Fin de partie pour Zelensky?

Auteur : Seymour Hersh | Editeur : Walt | Lundi, 28 Juill. 2025 - 11h29

À l’automne 2023, le général ukrainien Valerii Zaluzhnyi, commandant en chef des forces armées du pays, a accordé une interview à The Economist et déclaré que la guerre avec la Russie est dans une “impasse”. Il a fallu trois mois au président Volodymyr Zelensky pour le limoger. Le général, la personnalité la plus populaire d’Ukraine, a été nommé ambassadeur à Londres un mois plus tard et s’y est distingué, bien que discrètement.
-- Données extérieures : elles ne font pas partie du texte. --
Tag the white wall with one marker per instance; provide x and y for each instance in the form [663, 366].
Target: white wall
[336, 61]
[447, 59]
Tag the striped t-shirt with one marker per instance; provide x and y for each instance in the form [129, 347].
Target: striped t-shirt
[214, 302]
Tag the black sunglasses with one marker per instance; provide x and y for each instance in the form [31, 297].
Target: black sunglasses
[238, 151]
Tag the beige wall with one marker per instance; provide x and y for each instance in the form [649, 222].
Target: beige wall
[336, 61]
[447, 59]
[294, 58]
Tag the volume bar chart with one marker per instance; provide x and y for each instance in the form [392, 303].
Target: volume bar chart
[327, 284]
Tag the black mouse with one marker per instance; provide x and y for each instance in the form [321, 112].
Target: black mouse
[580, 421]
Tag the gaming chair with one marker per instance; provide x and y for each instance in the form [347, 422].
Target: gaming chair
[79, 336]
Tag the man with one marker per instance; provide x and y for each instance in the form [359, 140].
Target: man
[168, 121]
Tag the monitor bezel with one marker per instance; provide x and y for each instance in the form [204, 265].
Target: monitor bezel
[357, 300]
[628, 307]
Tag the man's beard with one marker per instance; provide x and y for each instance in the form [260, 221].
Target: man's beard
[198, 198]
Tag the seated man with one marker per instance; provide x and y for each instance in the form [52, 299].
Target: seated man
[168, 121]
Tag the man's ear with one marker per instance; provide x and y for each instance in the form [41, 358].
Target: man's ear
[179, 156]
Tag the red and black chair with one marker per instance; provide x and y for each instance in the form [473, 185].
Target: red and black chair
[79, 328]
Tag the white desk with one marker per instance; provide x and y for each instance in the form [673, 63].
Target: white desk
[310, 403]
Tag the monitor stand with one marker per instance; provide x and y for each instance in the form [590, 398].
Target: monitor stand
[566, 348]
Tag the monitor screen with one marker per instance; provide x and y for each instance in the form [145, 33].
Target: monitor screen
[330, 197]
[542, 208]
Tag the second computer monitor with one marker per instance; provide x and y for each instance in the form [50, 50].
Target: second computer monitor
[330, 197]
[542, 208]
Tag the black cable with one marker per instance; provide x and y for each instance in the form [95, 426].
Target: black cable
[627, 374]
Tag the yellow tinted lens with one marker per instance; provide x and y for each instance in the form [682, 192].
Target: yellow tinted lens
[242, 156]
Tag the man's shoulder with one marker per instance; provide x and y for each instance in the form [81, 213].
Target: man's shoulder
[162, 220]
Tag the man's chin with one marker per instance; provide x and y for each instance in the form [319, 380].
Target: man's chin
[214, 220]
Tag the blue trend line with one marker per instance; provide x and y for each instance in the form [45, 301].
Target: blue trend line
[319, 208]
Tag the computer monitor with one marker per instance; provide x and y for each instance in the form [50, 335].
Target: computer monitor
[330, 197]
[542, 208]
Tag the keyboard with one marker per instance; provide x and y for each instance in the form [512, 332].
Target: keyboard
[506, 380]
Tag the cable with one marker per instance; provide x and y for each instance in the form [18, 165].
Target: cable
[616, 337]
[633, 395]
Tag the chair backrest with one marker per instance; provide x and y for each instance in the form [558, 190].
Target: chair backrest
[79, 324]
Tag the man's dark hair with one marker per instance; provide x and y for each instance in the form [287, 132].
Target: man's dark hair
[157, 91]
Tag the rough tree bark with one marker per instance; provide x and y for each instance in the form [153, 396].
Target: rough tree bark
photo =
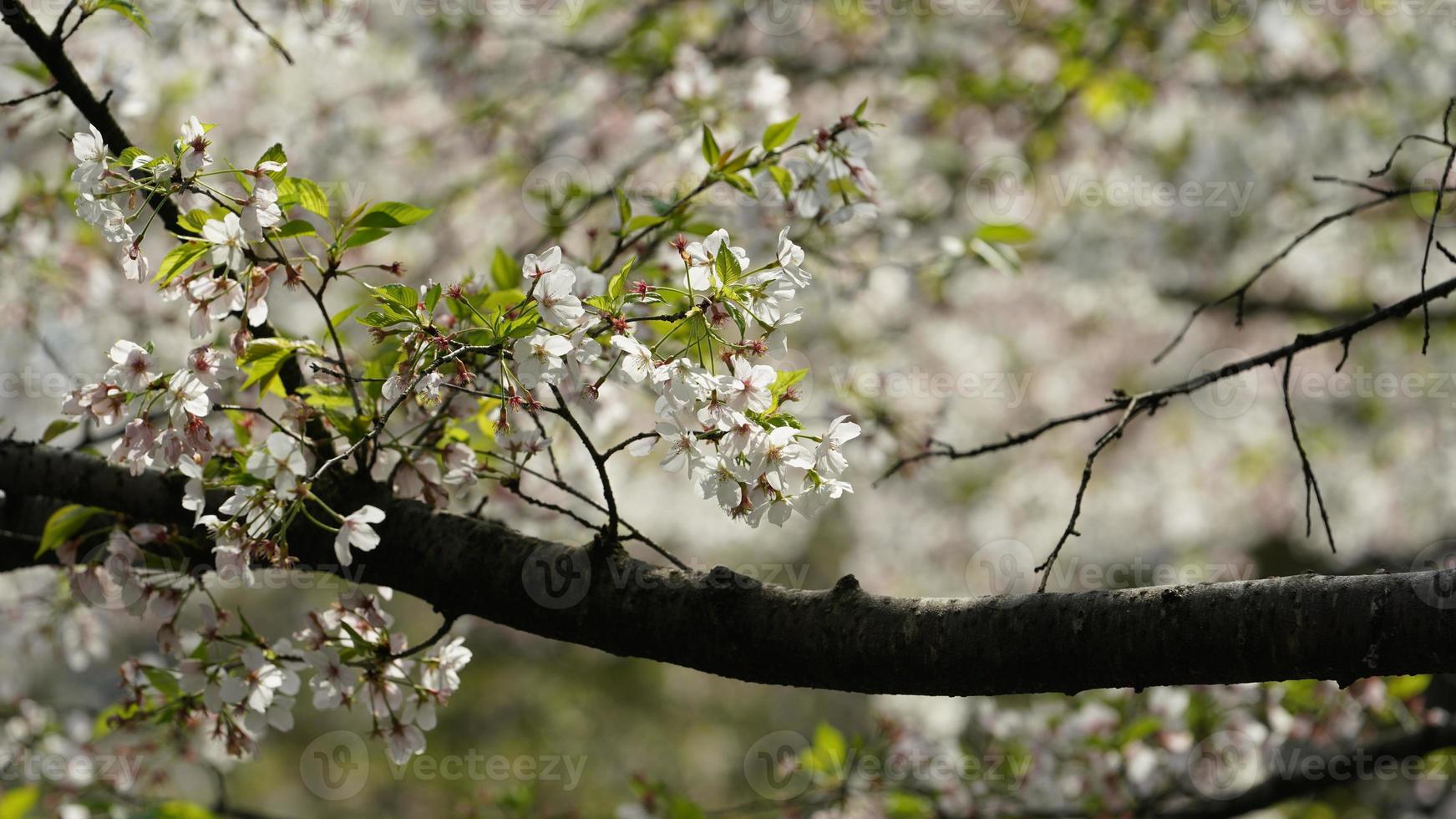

Zaluzhnyi est désormais considéré comme le successeur le plus crédible de Zelensky. Des sources bien informées à Washington m’ont confié que ce poste pourrait lui revenir dans quelques mois. Zelensky figure sur la liste restreinte des candidats à l’exil potentiel, au cas où le président Donald Trump prendrait cette décision. Si Zelensky refuse de quitter son poste, scénario le plus probable, un responsable américain impliqué m’a déclaré : “Il partira de gré ou de force. La balle est dans son camp”. Nombreux sont ceux qui, à Washington comme en Ukraine, estiment que l’intensification récente des frappes aériennes contre la Russie doit prendre fin rapidement, tant qu’il est encore possible de parvenir à un accord avec le président russe, Vladimir Poutine.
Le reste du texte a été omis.